9. Il résulte de tout ce qui précède que la commune de Livry-Gargan n'est pas fondée à soutenir que c'est à tort que le tribunal administratif a, par le jugement attaqué, rejeté sa demande tendant à l'annulation de l'arrêté du 27 juillet 2021 par lequel son maire a refusé de délivrer à la société Paris Invest Gestion un permis de démolir trois maisons individuelles et deux garages, sises sur trois parcelles cadastrées n° F 3448, 3449, 3774, au 30-32, avenue de la gare de Gargan. Ses conclusions d'appel qui tendent à l'annulation de ce jugement doivent donc être rejetées.

Sur les frais du litige :

10. Les dispositions de l'article L. 761-1 du code de justice administrative font obstacle à ce que la commune de Livry-Gargan, qui succombe dans la présente instance, en puisse invoquer le bénéfice.
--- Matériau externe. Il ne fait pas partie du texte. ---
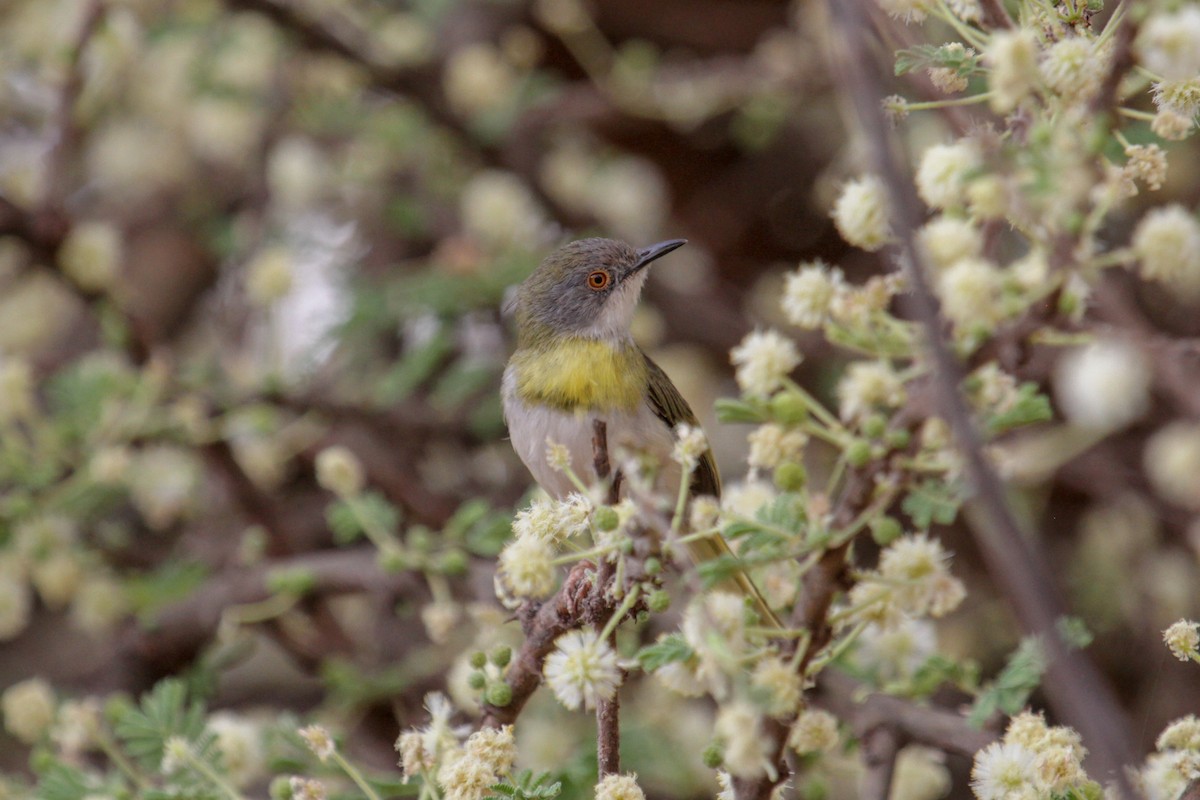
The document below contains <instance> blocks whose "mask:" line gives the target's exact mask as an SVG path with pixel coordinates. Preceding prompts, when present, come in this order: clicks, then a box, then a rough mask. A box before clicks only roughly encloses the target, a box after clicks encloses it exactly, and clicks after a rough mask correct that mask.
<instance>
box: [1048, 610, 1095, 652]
mask: <svg viewBox="0 0 1200 800" xmlns="http://www.w3.org/2000/svg"><path fill="white" fill-rule="evenodd" d="M1055 628H1056V630H1057V631H1058V636H1060V637H1061V638H1062V640H1063V642H1064V643H1066V645H1067V646H1068V648H1070V649H1072V650H1082V649H1084V648H1086V646H1087V645H1090V644H1091V643H1092V639H1094V638H1096V637H1094V636H1093V634H1092V631H1091V630H1090V628H1088V627H1087V622H1085V621H1084V620H1082V619H1080V618H1079V616H1069V615H1068V616H1060V618H1058V619H1057V620H1056V621H1055Z"/></svg>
Dans les circonstances de l'espèce, il y a lieu de mettre à sa charge le versement à la société Paris Invest Gestion d'une somme de 1 500 euros sur le fondement des mêmes dispositions.

DÉCIDE :

Article 1er : La requête de la commune de Livry-Gargan est rejetée.

Article 2 : La commune de Livry-Gargan versera à la société Paris Invest Gestion une somme de 1 500 euros en application de l'article L. 761-1 du code de justice administrative.

Article 3 : Le présent arrêt sera notifié à la commune de Livry-Gargan et à la société Paris Invest Gestion.

Délibéré après l'audience du 17 mai 2023, à laquelle siégeaient :

- M. Lapouzade, président de chambre,

- M. Diémert, président-assesseur,

- M. Gobeill, premier conseiller.

Rendu public par mise à disposition au greffe, le 8 juin 2023.

Le rapporteur,

S. DIÉMERTLe président,

J. LAPOUZADE

La greffière,

Y. HERBER

La République mande et ordonne au préfet de Seine-Saint-Denis en ce qui le concerne ou à tous commissaires de justice à ce requis en ce qui concerne les voies de droit commun contre les parties privées, de pourvoir à l'exécution de la présente décision.